On 9 July 2020, ASX published two replacement class waivers extending these measures until 30 November 2020. The replacement class waivers apply to all relevant capital raisings announced on or after 9 July 2020 and on or before 30 November 2020.

In addition to the extension to the expiry date of the class waivers, ASX also made some minor amendments to these class waivers including:

  • In relation to temporary extra placement capacity class waiver where a share purchase plan offer (SPP Offer) is being conducted, the waiver now specifically notes that:
    • scale back arrangements applied to SPP Offers may include measures to prevent security holders splitting holdings to obtain a larger offer under the share purchase plan; and
    • entities must notify ASX of the results of the SPP Offer before noon (Sydney time) on the day which is 5 business days after the closing date for the plan, instead of doing so within 3 business days after the closing date for the plan, as required under listing rule 7.40 and section 12 of Appendix 7A.

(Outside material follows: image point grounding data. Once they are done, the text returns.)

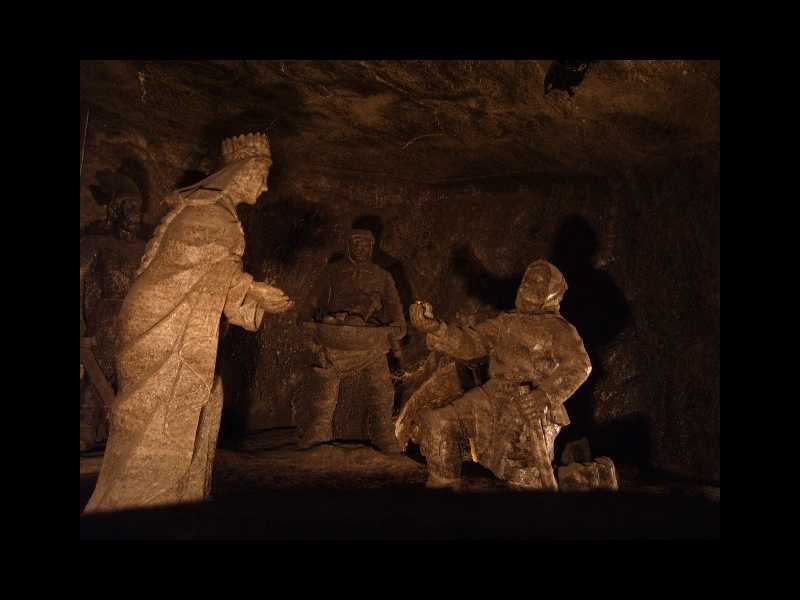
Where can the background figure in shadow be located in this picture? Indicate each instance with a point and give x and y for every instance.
(595, 306)
(499, 293)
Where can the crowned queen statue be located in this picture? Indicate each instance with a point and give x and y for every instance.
(166, 415)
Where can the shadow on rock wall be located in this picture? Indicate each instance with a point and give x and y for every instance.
(597, 308)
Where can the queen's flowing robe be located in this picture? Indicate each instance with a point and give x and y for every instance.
(165, 420)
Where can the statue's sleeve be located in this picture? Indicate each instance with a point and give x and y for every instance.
(465, 343)
(394, 309)
(573, 367)
(239, 309)
(317, 299)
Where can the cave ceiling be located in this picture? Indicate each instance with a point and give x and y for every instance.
(423, 121)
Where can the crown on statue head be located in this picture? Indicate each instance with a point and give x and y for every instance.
(245, 146)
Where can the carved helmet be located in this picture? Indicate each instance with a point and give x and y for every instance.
(542, 288)
(361, 234)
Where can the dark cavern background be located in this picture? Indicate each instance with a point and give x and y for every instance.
(466, 171)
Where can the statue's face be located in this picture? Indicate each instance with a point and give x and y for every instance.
(360, 248)
(535, 285)
(254, 183)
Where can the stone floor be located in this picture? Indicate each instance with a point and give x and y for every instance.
(350, 490)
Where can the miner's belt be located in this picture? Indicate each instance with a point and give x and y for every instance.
(513, 387)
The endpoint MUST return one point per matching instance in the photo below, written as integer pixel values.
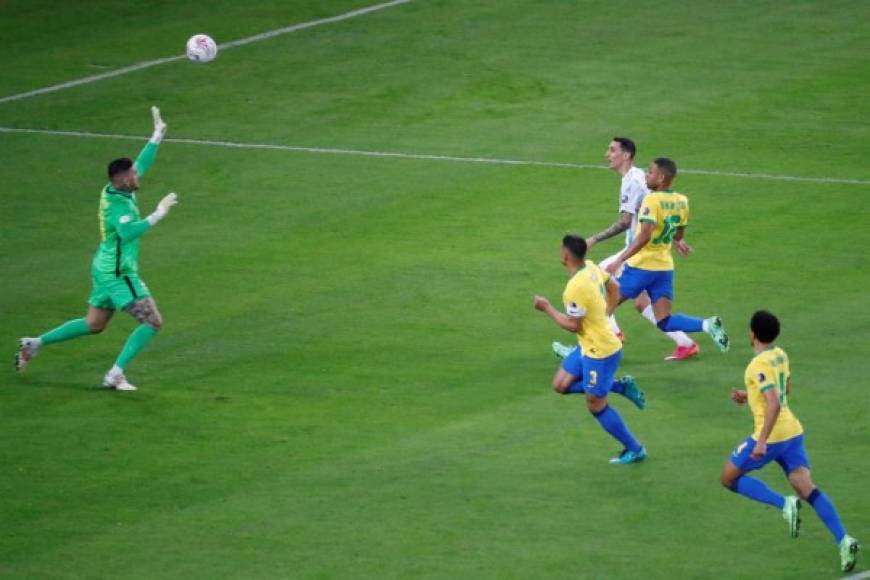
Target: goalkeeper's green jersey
(121, 226)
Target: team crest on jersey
(575, 311)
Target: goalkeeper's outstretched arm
(146, 157)
(128, 230)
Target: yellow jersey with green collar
(584, 297)
(668, 210)
(769, 370)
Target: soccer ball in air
(201, 48)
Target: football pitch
(351, 381)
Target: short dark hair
(627, 145)
(765, 326)
(667, 166)
(119, 166)
(576, 245)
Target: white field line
(423, 156)
(224, 46)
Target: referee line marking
(227, 45)
(421, 156)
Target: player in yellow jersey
(778, 436)
(647, 264)
(589, 298)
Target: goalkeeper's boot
(27, 349)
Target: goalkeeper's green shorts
(116, 292)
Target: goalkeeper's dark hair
(627, 145)
(667, 166)
(119, 166)
(576, 245)
(765, 326)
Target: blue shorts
(790, 454)
(656, 283)
(597, 373)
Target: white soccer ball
(201, 48)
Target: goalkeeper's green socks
(66, 331)
(134, 345)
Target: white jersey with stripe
(631, 193)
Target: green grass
(352, 381)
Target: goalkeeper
(115, 268)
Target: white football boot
(115, 379)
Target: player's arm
(146, 157)
(616, 228)
(739, 396)
(770, 415)
(128, 229)
(640, 240)
(570, 321)
(611, 294)
(684, 249)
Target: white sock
(679, 337)
(614, 325)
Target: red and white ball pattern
(201, 48)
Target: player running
(591, 370)
(115, 270)
(620, 158)
(648, 263)
(778, 436)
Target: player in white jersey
(620, 158)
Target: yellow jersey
(668, 211)
(769, 370)
(584, 297)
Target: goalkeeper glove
(162, 208)
(159, 126)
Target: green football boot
(718, 334)
(848, 553)
(791, 512)
(633, 392)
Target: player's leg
(686, 347)
(93, 323)
(142, 307)
(734, 476)
(568, 379)
(661, 292)
(598, 381)
(796, 465)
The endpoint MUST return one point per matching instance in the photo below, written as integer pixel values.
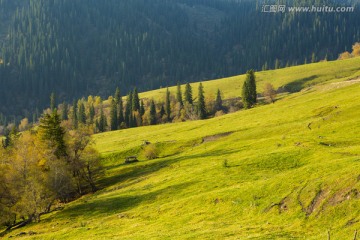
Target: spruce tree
(128, 109)
(91, 113)
(74, 117)
(51, 131)
(81, 112)
(52, 101)
(135, 100)
(65, 111)
(245, 95)
(142, 108)
(218, 101)
(201, 102)
(179, 95)
(162, 111)
(117, 95)
(113, 116)
(188, 94)
(167, 105)
(249, 95)
(120, 109)
(252, 86)
(102, 123)
(152, 117)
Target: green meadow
(288, 170)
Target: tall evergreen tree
(91, 113)
(81, 112)
(142, 108)
(120, 110)
(135, 100)
(168, 105)
(245, 95)
(117, 95)
(162, 111)
(249, 94)
(128, 109)
(51, 131)
(113, 116)
(252, 86)
(218, 101)
(52, 101)
(152, 117)
(179, 95)
(201, 102)
(188, 94)
(102, 122)
(74, 117)
(65, 111)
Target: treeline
(120, 112)
(43, 167)
(53, 162)
(88, 47)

  • Setting out requirements that an entity must follow to obtain the benefit of either waiver. This includes that:
    • an entity must include in its written notice to ASX that it intends to rely on the waiver, the purposes for which the entity is seeking to raise capital, how they related to the COVID-19 health crisis and/or its economic impact and its proposed allocation policies for the capital raising (including for shortfall if a non-renounceable offer is to be conducted);
    • ASX must have acknowledged by written notice that the details are acceptable to ASX and therefore the entity is entitled to the benefit of the waiver;
    • in the announcement in relation to the capital raising, include a statement that it is relying on the waiver and the purposes for which the entity is seeking to raise capital, how they related to the COVID-19 health crisis and/or its economic impact; and
    • the entity must complete the capital raising within a reasonable time after announcing it.